There's actually a big 24mm filler bolt on the side of the pan. A clear tube and gravity allows to fill the pan without buying a siphon pump.

https://www.youtube.com/watch?v=EDICPhEoOMM
FWIW: We didn't see what engine the GS had but they also used the the A760 trans which has a fill plug on the case under a plastic cover on the left side. Remove the cover, remove the bolt, fill the pan.... The guys comments crack me up. He's likely just another sales guy as he doesn't appear to know jack about transmissions at a technical level. Change the filter to remove carbon from your transmission. lol

I'm writing to SAY DO NOT DO WHAT THEY DID AND RANDOMLY DRAIN AND FILL YOUR TRANSMISSION!!!! The overflow tube is meant to be done at a specified oil temperature WHICH THEY DID NOT BOTHER TO CHECK and/or show us they checked it!!! Point: worst case is you do this at home and IF the transmission is too hot and it overflows; IT WILL BE LOW ON FLUID when driving if it was over temperature when it overflowed. It only takes about 15 minutes of engine run time for the fluid to exceed the 100F check point.

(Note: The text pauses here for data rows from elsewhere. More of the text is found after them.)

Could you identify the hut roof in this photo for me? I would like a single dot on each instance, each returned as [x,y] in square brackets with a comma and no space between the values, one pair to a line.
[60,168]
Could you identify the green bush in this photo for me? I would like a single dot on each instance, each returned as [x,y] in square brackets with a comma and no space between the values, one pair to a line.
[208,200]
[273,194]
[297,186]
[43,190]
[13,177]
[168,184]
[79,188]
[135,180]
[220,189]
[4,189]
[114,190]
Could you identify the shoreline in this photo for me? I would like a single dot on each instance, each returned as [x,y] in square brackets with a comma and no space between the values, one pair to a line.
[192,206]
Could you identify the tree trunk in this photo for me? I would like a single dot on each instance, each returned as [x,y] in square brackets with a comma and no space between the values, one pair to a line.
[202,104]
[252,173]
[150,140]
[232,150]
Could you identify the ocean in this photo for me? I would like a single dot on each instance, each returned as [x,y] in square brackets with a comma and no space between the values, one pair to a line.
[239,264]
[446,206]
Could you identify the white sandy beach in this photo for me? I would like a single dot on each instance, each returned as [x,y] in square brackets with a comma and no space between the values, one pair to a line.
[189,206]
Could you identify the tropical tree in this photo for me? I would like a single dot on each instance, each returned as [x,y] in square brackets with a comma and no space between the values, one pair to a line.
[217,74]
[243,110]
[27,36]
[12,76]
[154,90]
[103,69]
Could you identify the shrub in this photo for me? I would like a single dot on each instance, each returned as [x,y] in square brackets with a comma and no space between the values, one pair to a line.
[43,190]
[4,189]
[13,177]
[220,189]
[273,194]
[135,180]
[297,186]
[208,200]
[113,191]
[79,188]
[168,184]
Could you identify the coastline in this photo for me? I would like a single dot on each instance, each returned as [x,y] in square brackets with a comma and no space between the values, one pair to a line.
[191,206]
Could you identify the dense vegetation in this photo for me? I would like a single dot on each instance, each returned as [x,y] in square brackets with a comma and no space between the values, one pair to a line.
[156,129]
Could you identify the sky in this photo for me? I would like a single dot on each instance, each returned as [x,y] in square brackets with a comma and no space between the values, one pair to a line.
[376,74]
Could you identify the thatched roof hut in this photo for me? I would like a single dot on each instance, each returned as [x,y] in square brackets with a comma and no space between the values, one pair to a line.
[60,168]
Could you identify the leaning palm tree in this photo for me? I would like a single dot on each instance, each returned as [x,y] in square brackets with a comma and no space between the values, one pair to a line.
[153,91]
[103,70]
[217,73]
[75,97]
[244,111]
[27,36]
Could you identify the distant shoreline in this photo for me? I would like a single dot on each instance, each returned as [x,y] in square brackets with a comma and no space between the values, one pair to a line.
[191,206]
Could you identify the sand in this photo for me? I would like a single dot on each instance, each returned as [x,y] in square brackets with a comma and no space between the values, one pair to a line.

I'm just saying; do your research before doing this or you could ruin your transmission. If you intend to skip the temperature check, your best bet is to have the car in the air overnight, drain it, fill it when cold, and check within the first 10min of starting it as it will soon be at 100F.

Adding to this; If you want more fluid out of the trans during your dump and fill; start the engine for 5 seconds after you drain the pan. More fluid will be pumped from the torque converter into the pan.